So, it took us about 10 minutes to pick these things off the grass-catcher, short-circuiting a clever plan to transform my yard into a weed-patch.

Then it took about 20 pulls of the starter to get the thing started.

Then, ominously and seriously disappointing, the self-propelled feature simply would not work.  This was something I did not test at the HD.

But rather than return it and start all over again, I decided to push it around the lawn.  It cut pretty well - the blades were still sharp enough to cut the grass cleanly.  There was at least that.  But what an effort it took!  I took several times-out in the process, but I got it done.  During the mowing process, I usually let my mind range over a number of different topics.  But this time, I focused on the letter I was going to write to Home Depot.  I went through several articulate and hard-hitting drafts in my head about how Home Depot had rented me a piece of junk.

When I took it back, I brought the problem to the attention of the HD equipment rental person who had helped me in the first place.  He went to his manager about it.  The manager came over, cranked up the machine, and then pulled the lever that was to propel it.  It did not work, of course.  I kept my cool.  I told them calmly that I was disappointed.  I perversely hoped that they would tell me that I could have brought it right back in, but since I didn't, well, tough luck.  They would do nothing.  What a great way to close my letter to the president of HD, with that sort of "customer service."

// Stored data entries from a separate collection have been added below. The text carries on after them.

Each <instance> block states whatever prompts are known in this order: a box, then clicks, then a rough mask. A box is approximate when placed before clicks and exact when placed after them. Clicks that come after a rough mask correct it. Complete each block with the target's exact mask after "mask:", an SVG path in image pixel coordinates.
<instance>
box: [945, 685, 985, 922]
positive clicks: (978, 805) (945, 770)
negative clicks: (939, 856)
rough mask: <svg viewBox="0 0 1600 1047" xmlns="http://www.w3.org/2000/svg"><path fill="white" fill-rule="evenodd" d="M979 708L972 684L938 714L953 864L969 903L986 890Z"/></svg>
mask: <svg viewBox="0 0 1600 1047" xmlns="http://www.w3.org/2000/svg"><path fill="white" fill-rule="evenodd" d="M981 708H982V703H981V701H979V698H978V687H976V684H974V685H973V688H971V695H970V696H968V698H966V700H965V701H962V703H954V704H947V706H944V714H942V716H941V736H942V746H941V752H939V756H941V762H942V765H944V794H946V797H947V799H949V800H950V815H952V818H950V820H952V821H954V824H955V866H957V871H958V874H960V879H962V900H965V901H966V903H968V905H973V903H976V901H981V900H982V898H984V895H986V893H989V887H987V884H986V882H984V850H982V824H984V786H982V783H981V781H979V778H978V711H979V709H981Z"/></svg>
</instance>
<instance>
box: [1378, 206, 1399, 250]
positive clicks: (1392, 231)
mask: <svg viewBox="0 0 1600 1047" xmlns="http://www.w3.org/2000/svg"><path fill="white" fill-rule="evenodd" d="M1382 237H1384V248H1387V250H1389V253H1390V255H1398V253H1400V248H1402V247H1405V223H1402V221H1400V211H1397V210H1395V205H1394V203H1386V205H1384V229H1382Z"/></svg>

Instead, the manager refunded me $20.75 of  the $25 I had obligated myself to pay. He did so in a clever way.  He went back and redid the deal, so that he showed that I obligated myself to pay him not just the $25 but also a $2.50 "Damage Protection" fee.  Then he deducted $20.75 from the charge, and so my out of pocket was about $9.00.  True, I didn't "damage" the unit, but it was so clever, that I cooled off and let it go.

Back at the house, I sat and watched some football.  When I got up, I felt what I usually feel after a good Crossfit session.  Pushing around that mower as the bag filled up with cut grass, I had received quite a work-out.  I notice that my heart-rate elevated during the mow appropriately.  I got a $9 dollar training session - and a grass cut.  It was all really very good.

But the lawnmower was still a piece of junk.  I saw no girls, except for Carol, and she was already hooked and well in the boat.